<1dLOS rev

Looking for information that supports the idea that patient records should not reviewed until they have reached a >1day LOS.   Are there any papers that discuss this? Are we missing Q opportunites if pt is not reviewed before the weekend and then d/c over the weekend?

Comments

  • I don't know of any articles but where I work an inpatient must be here 2 days before he/she will show up on the CDI census report.
  • We start with 2 day LOS to give the Provider some time for decision making and working through differentials. That being said, we probably do miss some opportunity in patients admitted late Thursday that may discharge during the weekend or first thing Monday morning.

    3M has an option to create a worklist of discharged without CDI review that I am thinking about pursuing and seeing what the opportunities are. If you do not have a system that would allow for this is there a way for you to pull a list of patients discharged from Thursday night-Monday morning and work those into your workflow?

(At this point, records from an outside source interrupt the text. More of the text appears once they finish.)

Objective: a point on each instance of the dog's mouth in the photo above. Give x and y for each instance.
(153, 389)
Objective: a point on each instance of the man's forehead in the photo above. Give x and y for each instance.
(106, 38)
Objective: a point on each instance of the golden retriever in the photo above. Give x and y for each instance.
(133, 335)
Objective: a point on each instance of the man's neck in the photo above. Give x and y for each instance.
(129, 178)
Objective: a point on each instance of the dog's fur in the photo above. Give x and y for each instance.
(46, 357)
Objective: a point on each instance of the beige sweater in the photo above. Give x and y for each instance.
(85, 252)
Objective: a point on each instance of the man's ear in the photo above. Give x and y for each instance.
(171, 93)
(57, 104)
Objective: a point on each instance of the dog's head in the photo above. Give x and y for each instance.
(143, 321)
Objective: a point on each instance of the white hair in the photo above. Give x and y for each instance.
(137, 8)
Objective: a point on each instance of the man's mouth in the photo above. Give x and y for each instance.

    I have looked at some 1 day LOS patients and end up assigning a working DRG with potentials for others and they end up having a different diagnosis than first thought by the Provider so I personally do not see the benefit in looking at 1 day LOS unless you have the time and they are in a critical care unit and obviously not going to be discharged for a while.

    I will probably pursue the discharged without review after the first of the year and see what opportunities exist at our facilities.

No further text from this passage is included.